Engin Erkiner, Türkiye solculuğunun bu anlamda başarısızlığından söz ediyor ve kendi tarihimiz karşısındaki tutumun her örgüt bazından enine boyuna sıkı bir eleştiri süzgecinden geçirilerek aydınlatılması temennisinde bulunuyor.

Kolay değil. Sanıldığı kadar kolay olmadığını biliyorum. Son dört senedir kendi tarihimizle ilgili yazdıklarımızdan ve her şeyin apaçık ortada olmasına karşın hala iğneyle kuyu kazarak yol almaya çalışıyor olmamızdan biliyorum.

Son dört yıl içerisinde bu sitede, Yüzlerce tanığı bulunan, onlarca olaydan söz ettik. Sözünü ettiğimiz ihanetlerin bırakınız tamamını bir teki bile bu pisliğe bulaşanların karşı-devrimci faaliyetler içerisinde olduklarını anlatmak için yeterliyken, kendilerini devrimci sanan birtakım insanın ilgisini çekmediği gibi,bu kişileri derin bir sessizliğe de büründürdü. Yer yer rahatsız olanlar bile oldu.

Tarih yazımı, çoğu zaman,  sözü edilen döneme ilişkin siyasete meşruiyet kazandırma çabasıdır.

Çarpıtılmış tarih yazıcıları,  meşru olmayan siyasetin yalan yazıcısıdırlar. Sosyalistlerin işi, Meşru olmayan siyaseti ve bu siyasetin yazıcılarını teşhir etmekle yetinmeyip, meşru olmayan siyaset döneminde seslerini çıkartmayarak, ona, bilerek ya da bilmeyerek meşruiyet kazandıran dönemin suskun kadrolarını da deşifre etmektir.

Suskunların, sessiz kalarak gayrı meşruluğa prim verenlerinde,  deşifre edilmeleri sağlanmıyorsa eğer, biliniz ki, bunlar yada bunların izdüşümü başka suskunlar, bir gün bir başka zamanda, daha beter suçlara göz yuman ses çıkartmayanlar olarak tekrar tekrar karşımıza çıkacaklardır.

Zaman zaman yazıyoruz. Kendi tarihimizi aydınlattığımızdan söz ediyoruz. Genel olarak doğrudur. Büyük oranda aydınlattığımızı söylesek bile tamamen aydınlattığımızdan söz etmenin henüz erken olduğu kanısındayım. Aydınlanmaya muhtaç o kadar çok şey var ki, saymakla bitmez...
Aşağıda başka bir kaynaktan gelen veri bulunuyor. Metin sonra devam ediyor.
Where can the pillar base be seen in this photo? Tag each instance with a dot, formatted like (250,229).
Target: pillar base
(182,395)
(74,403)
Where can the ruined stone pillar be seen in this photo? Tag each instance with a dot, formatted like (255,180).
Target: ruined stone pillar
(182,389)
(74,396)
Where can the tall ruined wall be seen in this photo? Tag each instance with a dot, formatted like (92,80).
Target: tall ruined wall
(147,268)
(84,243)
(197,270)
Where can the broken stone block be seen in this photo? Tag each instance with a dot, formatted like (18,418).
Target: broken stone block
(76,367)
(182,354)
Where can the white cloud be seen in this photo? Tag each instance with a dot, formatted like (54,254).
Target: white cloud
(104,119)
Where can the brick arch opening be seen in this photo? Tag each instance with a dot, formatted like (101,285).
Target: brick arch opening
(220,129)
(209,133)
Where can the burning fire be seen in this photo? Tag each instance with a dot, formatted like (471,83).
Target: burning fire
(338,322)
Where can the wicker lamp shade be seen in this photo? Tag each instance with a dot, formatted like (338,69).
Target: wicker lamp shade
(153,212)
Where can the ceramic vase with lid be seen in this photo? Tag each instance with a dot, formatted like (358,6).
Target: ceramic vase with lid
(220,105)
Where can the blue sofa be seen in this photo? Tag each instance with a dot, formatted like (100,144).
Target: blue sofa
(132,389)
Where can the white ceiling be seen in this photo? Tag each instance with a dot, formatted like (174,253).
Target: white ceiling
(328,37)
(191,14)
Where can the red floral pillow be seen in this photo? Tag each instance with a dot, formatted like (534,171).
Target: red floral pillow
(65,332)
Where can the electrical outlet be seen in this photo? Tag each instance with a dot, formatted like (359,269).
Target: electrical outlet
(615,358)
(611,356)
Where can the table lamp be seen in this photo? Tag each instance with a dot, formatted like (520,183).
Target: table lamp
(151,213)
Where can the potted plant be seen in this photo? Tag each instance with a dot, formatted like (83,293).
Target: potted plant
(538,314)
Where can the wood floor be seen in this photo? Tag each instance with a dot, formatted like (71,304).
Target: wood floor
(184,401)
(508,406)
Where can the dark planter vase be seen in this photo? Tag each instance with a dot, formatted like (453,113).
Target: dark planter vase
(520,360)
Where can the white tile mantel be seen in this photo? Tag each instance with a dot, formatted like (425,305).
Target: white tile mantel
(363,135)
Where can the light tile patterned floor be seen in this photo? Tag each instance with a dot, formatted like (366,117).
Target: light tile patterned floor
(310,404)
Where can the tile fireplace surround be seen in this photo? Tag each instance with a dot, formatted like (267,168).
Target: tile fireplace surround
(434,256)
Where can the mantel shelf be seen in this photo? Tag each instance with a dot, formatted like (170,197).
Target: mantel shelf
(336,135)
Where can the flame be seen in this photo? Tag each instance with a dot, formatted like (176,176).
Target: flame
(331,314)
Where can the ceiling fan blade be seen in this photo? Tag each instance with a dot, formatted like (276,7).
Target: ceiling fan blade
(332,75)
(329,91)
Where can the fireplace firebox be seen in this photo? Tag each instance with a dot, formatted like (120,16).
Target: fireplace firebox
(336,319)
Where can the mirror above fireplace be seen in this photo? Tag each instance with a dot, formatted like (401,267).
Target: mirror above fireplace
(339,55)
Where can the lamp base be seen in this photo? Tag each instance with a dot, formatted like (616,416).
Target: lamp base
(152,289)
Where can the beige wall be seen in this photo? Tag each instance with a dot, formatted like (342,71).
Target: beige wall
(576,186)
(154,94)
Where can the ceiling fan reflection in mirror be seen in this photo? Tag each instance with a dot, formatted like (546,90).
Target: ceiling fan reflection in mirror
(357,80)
Ali Fuat meselesi bizce biliniyor olsa da aydınlanmamıştır.

Cezaevinde olduğu dönem, Amasya cezaevine beni ziyarete geldi? Nasıl geldi? Kim gönderdi? Neden gönderdi? Ayrıntılar bilinmiyor.

Yusuf neden öldürüldü?  Kim tarafından öldürüldüğü biliniyor ama asıl neden neydi? Bilinmeyenleri var.

Sami konusunda da aynı şeyi söyleyebiliriz. Mihrac Ural tarafından öldürüldü. Neden...? Tam olarak bilinmiyor.

Bilenler var. Adı geçen yoldaşların öldürülmesi sırasında olay yerinde bizzat bulunanlar var. Onlar, bugün Katil’in (Mihrac Ural) yanında değiller. Kaçmış saklanıyorlar. Konuşmuyorlar. Suç ortaklarıdırlar. Suç’lular konuşmazlar... Ne zamana kadar konuşmayacaklar? O da bilinmiyor...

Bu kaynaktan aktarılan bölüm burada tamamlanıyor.